The tradition of the public intellectual goes back to the ancient Athenian philosopher Socrates. He described the job as being that of a stinging gadfly nipping at the haunches of the big, lazy horse that is society. For his troubles, the 70-year-old Socrates was executed in 399 B.C.

That unfortunate outcome hasn’t deterred others form the dangerous vocation of speaking their mind. Canada’s distinguished roster of such useful, if irritating, people has included Marshall McLuhan; Northrop Frye; novelist Mordecai Richler; philosophers George Grant and Charles Taylor; and even a Prime Minister, Pierre Trudeau. Now add John Ralston Saul, 56, author of The Unconscious Civilization and other urgent defenses of democratic society and the country’s most relevant public thinker of the past decade.

Saul’s current realm extends beyond the intellectual. His Excellency, as he is formally titled, is the spouse of Governor General Adrienne Clarkson, Canada’s ceremonial head of state. Even critics of the monarchy concede that the elegant Clarkson and her consort have been the most energetic and intelligent couple in living memory to occupy the post of Queen’s representatives.

Though he performs his quasi-diplomatic duties diligently, Saul’s primary value to the nation since the early 1990s has been to skip the niceties of protocol and tell us what he really thinks. He made his mark with the 1992 best seller Voltaire’s Bastards, which warned that a slavish adherence to the Enlightenment dream of reason was threatening to turn society into a soulless machine. Saul followed that up with The Doubter’s Companion, a humanist plea arguing that creative doubt is healthier for democracies than the false certainties of technology and commerce. Subsequent works include Reflections of a Siamese Twin, a passionate tribute to his native Canada, and most recently, On Equilibrium, a meditation on the civic virtues.
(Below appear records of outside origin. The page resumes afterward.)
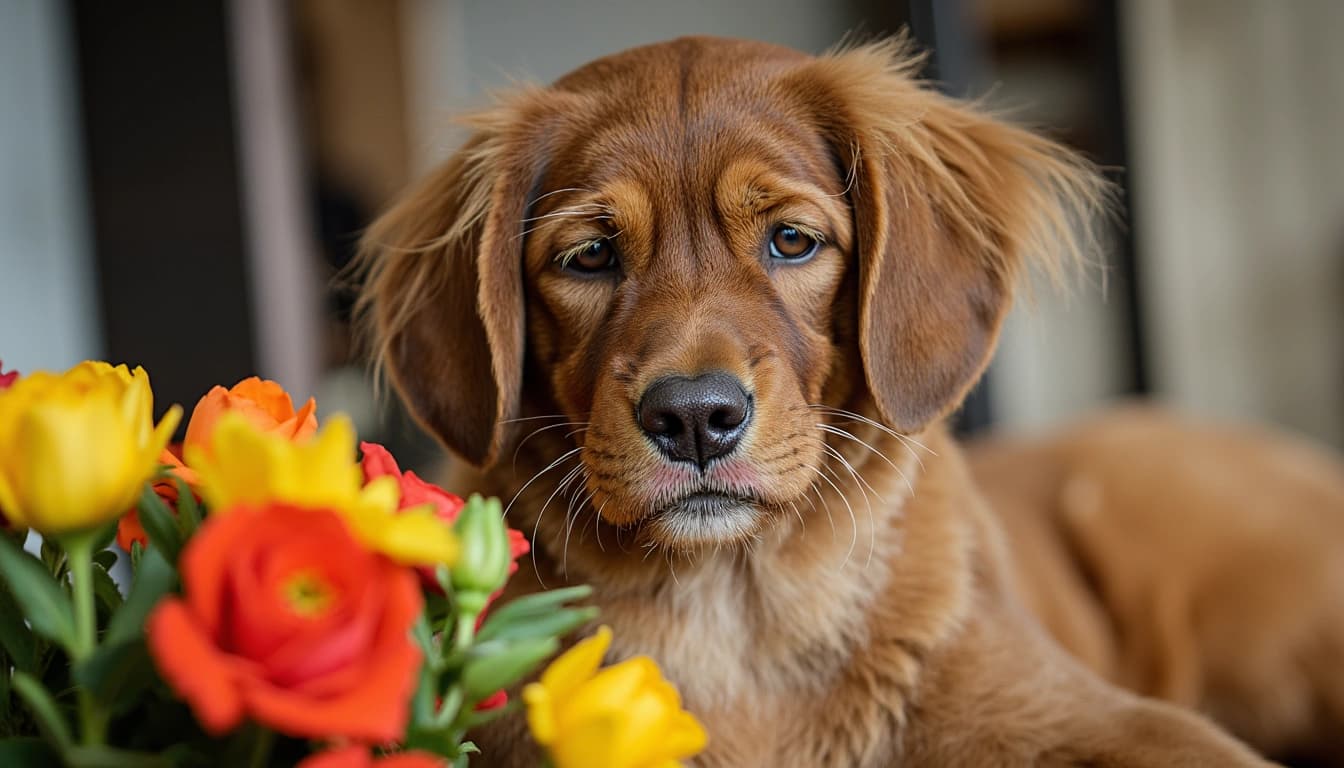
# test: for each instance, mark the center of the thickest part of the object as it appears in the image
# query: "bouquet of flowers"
(257, 596)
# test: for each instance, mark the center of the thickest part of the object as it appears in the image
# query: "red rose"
(289, 620)
(378, 462)
(129, 529)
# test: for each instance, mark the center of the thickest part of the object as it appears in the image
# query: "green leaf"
(554, 624)
(105, 589)
(27, 753)
(43, 708)
(53, 556)
(530, 607)
(159, 525)
(117, 674)
(112, 757)
(15, 636)
(43, 601)
(106, 558)
(105, 535)
(493, 666)
(137, 550)
(153, 579)
(188, 511)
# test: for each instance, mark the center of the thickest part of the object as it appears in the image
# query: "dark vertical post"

But Saul’s 1995 Massey lectures, complied in The Unconscious Civilization, are his masterpiece. Saul’s big idea here is that the authentic life of the individual has been gravely distorted by “corporatism,” the domination of public life by corporate bodies of business and professional, academic and political groups, both left and right, whose special interests override the citizen’s interest in the public good.

At a time when governments were being demonized by both the media and tax-cutting politicians, Saul declared, “The most powerful force possessed by the individual citizen is her own government… Government is the only organized mechanism that makes possible that level of shared disinterest known as the public good. Without this greater interest, the individual is reduced to a lesser, narrower being limited to immediate needs.” In short, we become consumers adrift in the mall. Our public schools turn into job-training centers rather than teaching students to think. And echoing George Orwell, Saul warns that in an “unconscious” society, language degenerates into ideological sloganeering.

That this prophet has been honored in his own land is perhaps as much a testament to Canada as it is to John Ralston Saul, author of the country’s most thoughtful jeremiads.